L'année 2022 a été marquée par de nombreuses crises représentant autant de défis pour contenir la hausse des émissions de CO2 : conditions météorologiques « extrêmes », arrêt de centrales nucléaires, recours accru à des centrales à combustible fossile, etc. (©Equinor-Ole Jørgen Bratland)
« La fenêtre d'une voie crédible vers la limitation du réchauffement à 1,5 °C à l'horizon 2100 se referme rapidement », souligne sans surprise l'Agence internationale de l'énergie (AIE).

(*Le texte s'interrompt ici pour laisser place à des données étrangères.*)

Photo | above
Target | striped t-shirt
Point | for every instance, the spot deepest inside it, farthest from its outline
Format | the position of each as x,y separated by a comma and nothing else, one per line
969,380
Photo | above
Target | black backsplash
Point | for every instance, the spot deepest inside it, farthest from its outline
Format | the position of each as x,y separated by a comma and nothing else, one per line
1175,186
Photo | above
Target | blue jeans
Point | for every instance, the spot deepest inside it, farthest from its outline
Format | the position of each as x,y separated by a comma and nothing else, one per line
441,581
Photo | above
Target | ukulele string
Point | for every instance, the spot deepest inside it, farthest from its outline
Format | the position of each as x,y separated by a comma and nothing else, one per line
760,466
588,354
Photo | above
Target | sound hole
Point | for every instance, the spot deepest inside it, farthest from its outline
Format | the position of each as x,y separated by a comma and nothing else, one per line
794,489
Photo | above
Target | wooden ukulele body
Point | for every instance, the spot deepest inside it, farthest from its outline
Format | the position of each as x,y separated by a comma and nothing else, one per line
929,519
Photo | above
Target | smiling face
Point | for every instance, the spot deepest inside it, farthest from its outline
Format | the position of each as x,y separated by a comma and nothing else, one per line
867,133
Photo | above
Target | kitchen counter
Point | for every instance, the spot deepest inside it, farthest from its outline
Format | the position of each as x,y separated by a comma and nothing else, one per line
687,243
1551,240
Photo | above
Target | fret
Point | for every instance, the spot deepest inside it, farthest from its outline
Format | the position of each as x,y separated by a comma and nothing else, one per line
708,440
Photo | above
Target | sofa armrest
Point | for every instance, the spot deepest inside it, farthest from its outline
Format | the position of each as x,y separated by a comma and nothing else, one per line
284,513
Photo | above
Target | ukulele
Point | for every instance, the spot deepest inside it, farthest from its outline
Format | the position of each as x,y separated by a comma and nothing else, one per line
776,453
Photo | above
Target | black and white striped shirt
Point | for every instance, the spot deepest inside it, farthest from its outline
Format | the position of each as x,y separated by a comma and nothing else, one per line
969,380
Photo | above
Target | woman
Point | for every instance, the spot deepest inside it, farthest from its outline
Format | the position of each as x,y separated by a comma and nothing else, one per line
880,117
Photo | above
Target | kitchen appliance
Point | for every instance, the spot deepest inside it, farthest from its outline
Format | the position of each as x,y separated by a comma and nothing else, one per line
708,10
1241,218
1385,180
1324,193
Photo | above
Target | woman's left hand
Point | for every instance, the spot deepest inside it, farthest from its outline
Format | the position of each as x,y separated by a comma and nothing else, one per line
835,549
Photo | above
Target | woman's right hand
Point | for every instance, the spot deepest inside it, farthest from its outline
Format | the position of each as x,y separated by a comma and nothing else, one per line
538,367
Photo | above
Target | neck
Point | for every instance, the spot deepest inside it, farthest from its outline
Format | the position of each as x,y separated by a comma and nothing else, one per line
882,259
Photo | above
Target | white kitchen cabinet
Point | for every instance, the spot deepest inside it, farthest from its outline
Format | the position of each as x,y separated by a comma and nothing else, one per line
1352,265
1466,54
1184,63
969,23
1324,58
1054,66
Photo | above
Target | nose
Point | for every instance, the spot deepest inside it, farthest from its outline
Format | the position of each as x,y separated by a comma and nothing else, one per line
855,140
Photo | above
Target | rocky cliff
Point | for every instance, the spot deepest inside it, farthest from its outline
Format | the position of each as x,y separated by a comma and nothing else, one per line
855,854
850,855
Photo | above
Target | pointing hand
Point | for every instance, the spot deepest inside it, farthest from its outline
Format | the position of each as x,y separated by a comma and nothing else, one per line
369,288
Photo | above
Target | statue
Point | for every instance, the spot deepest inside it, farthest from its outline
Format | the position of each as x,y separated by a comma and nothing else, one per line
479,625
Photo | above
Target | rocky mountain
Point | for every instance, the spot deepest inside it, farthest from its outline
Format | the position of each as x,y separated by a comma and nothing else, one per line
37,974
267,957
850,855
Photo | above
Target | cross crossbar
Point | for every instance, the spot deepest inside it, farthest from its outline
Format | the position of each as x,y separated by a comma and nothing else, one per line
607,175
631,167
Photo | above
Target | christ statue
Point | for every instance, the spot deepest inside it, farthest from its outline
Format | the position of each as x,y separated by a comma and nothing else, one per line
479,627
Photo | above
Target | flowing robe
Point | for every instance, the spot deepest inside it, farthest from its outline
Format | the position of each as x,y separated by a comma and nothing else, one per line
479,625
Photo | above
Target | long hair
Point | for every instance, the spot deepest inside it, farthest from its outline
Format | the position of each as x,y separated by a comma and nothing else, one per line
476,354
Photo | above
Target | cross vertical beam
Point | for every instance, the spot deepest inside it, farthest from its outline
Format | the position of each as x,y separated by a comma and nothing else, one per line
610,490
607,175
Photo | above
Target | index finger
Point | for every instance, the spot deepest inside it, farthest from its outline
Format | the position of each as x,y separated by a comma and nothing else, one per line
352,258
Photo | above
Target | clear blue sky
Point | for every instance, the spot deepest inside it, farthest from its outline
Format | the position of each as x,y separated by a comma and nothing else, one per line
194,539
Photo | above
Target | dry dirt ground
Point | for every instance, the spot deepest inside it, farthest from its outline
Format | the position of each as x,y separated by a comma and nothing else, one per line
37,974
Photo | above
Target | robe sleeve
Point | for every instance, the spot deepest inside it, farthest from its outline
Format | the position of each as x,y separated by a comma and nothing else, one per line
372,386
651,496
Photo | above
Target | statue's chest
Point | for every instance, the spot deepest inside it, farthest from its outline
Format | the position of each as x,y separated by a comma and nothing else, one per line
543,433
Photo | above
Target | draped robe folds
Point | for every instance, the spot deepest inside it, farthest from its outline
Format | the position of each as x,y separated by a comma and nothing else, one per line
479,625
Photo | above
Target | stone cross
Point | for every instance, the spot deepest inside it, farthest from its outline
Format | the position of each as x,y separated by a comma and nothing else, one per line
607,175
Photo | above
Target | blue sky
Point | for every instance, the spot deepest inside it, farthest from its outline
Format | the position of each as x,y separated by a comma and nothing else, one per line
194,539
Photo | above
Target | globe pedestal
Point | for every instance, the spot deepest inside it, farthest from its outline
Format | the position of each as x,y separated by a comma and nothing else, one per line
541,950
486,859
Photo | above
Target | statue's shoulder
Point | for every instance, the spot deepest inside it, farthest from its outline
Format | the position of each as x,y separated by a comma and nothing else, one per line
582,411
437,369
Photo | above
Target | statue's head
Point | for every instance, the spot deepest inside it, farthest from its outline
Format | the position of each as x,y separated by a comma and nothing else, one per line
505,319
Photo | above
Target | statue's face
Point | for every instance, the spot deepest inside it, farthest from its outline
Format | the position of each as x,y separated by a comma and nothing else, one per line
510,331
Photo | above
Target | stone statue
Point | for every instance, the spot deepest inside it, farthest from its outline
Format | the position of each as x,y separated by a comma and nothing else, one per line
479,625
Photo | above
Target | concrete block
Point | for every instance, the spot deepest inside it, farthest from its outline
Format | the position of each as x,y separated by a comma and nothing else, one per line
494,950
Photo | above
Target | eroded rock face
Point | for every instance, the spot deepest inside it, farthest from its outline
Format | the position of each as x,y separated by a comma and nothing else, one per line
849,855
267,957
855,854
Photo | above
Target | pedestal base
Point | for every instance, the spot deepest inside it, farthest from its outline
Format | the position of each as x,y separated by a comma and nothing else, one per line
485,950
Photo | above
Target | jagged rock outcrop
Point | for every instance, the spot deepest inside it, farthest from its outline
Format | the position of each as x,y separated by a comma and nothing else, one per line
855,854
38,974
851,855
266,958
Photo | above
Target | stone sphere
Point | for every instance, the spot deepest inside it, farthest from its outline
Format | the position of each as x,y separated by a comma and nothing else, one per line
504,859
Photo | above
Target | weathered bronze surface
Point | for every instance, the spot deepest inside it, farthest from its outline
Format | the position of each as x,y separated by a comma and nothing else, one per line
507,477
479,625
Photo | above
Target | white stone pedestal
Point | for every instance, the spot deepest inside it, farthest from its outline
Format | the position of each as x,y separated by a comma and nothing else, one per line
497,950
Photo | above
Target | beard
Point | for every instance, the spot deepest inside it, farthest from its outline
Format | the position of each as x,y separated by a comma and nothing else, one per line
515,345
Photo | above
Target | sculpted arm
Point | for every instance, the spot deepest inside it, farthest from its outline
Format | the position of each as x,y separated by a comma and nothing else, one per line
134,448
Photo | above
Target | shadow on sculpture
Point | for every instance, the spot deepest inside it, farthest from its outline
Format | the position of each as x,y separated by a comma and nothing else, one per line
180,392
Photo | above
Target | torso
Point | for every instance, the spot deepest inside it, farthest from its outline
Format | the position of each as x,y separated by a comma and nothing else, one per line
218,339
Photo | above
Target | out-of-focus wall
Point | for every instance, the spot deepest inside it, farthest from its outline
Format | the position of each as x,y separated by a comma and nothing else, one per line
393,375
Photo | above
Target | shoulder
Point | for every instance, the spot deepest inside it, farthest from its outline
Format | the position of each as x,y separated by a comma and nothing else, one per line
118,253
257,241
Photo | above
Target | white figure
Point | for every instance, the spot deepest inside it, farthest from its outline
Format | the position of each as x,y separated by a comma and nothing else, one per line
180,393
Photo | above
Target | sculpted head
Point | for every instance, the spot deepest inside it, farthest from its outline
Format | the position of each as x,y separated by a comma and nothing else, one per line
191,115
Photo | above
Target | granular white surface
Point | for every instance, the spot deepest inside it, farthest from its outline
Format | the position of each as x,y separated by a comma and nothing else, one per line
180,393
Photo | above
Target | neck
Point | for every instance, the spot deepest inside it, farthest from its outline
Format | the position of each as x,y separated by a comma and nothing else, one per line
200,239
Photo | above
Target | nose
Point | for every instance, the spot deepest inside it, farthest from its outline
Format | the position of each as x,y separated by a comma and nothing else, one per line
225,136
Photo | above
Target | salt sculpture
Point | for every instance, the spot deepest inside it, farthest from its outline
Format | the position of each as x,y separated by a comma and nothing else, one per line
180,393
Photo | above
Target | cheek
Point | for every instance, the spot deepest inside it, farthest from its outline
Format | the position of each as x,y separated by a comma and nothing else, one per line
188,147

Mais cette dernière met en avant « 4 piliers pour agir durant les années 2020 », dans un nouveau rapport (accessible en bas de cet article) publié en amont de sommets majeurs à l'image de la COP28 à l'automne prochain.
Le contexte
En 2022, les émissions mondiales de CO2 liées à l'énergie ont atteint un nouveau pic historique (36,8 milliards de tonnes), rappelle l'AIE en préambule de son nouveau rapport. Malgré une croissance quasi ininterrompue de ces émissions, hors crise majeure, l'AIE estime que « la baisse des coûts des technologies énergétiques propres et les nouvelles politiques peuvent déjà réduire de 1 °C le réchauffement projeté d'ici à 2100 » par rapport aux scénarios présentés avant la COP21 de Paris en 2015.
Si l'ensemble des engagements annoncés dans le monde pour lutter contre le réchauffement climatique (notamment en matière de neutralité carbone) sont respectés « intégralement et dans les temps », la hausse moyenne des températures pourrait théoriquement être contenue à 1,7°C, assure l'AIE. Encore faudrait-il que lesdites politiques annoncées soient mises en œuvre en atteignant les objectifs associés.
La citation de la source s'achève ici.